Pay to Cum wants you

This hardcore outfit has something for everyone

Music PaytoCum2 1 12.595fd0011f967
Photo credit: Sarah Jessica Dunn
CUM AGAIN? "We don’t want to shun anyone away.” — Hunter Pinkston

What’s in a name? It’s the first foot forward for any band, and carries particular weight if it chooses one like Pay to Cum. For members Travis Arnold (vocals), Jalen Jenkins (guitar), Hunter Pinkston (guitar), Mason Dominey (bass) and Curtis Callis (drums), it serves as an homage to the debut single of seminal hardcore outfit Bad Brains, a major influence for the group. “They’re arguably the first hardcore band ever, so that would be one of the first hardcore songs ever,” says Pinkston. “That was a song that stuck with all of us, me and Travis especially, it’s so crazy and raw. When we started the band, we thought it would be crazy to name it that. I don’t think too much thought went into it.”

The group’s very formation was a spur-of-the-moment decision. When Pinkston’s previous band, Dope Fiend, broke up, Pinkston and Arnold jokingly told the booker at their final show that they’d already formed a new group, Pay to Cum. After the booker told them he’d give them a spot on an upcoming bill, the two recruited more band members and scrambled together a demo. “We almost became a band on accident,” says Pinkston.

All of the songs from Demo 16, which dropped on Bandcamp in September 2016, appear on the group’s LP, Band in Atlanta (released in April via Brainstorm Records), along with five new tracks and a cover of “Now I Wanna Sniff Some Glue” by the Ramones. “We hadn’t decided to do an LP,” says Pinkston. “We were just going to release a couple of songs, but then some publication that wrote about us said that we were going to do one, and so we all decided, ???Well, maybe we should just try to do it and see.’”

The resulting album is imbued with the band’s characteristic sense of urgency, and calls on reggae, psych rock, and hip-hop sampling techniques to create a dynamism that transcends the songs’ hardcore base.
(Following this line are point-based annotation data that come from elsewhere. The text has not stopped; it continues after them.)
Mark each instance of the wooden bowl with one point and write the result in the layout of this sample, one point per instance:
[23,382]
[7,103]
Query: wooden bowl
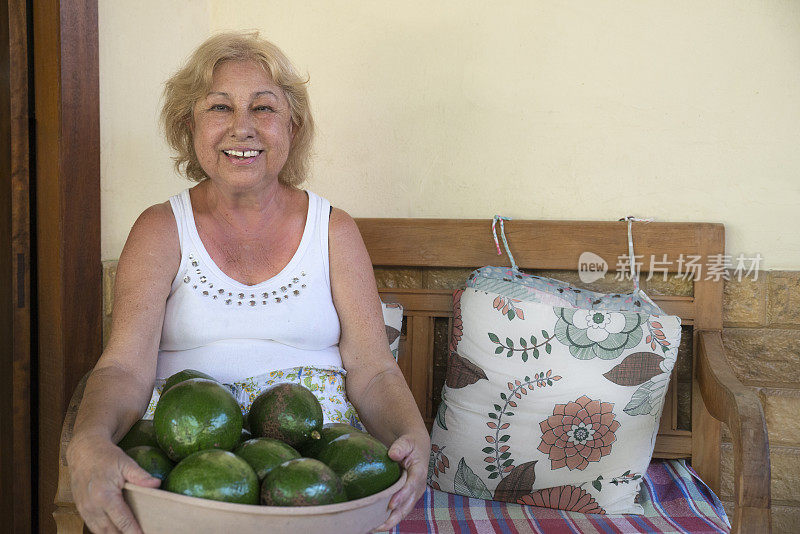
[159,511]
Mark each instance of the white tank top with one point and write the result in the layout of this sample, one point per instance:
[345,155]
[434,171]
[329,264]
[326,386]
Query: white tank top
[233,331]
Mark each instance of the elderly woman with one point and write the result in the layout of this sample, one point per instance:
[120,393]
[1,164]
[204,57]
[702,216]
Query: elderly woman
[240,276]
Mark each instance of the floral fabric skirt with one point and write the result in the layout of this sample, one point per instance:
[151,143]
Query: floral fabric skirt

The closing track, “Peace Through Compassion,” particularly showcases Pinkston and Jenkins’ ears for melody through improvisation, and features a sample of Bad Brains’ H.R. himself preaching, “Unity, real unity, not just talking about it,” to close out the album.

While the name continues to turn heads and the music gains traction (including an appearance at Afropunk in Brooklyn this summer), this tenet of inclusion remains central to Pay to Cum’s mission. “We’ve seen plenty of people want to preach unity in the hardcore scene, music scene, in everyday life and in politics, who preach unity and then don’t practice it, don’t accept people,” says Pinkston. “They want their image to be that they’re accepting. We just actually want to accept everyone and for the band to be for everybody. We don’t want to shun anyone away.”

With the Kombat, Casual Tiger and Drool on Thurs., July 13. $8. 9 p.m. The Earl, 488 Flat Shoals Ave. S.W. 404-522-3950. www.badearl.com.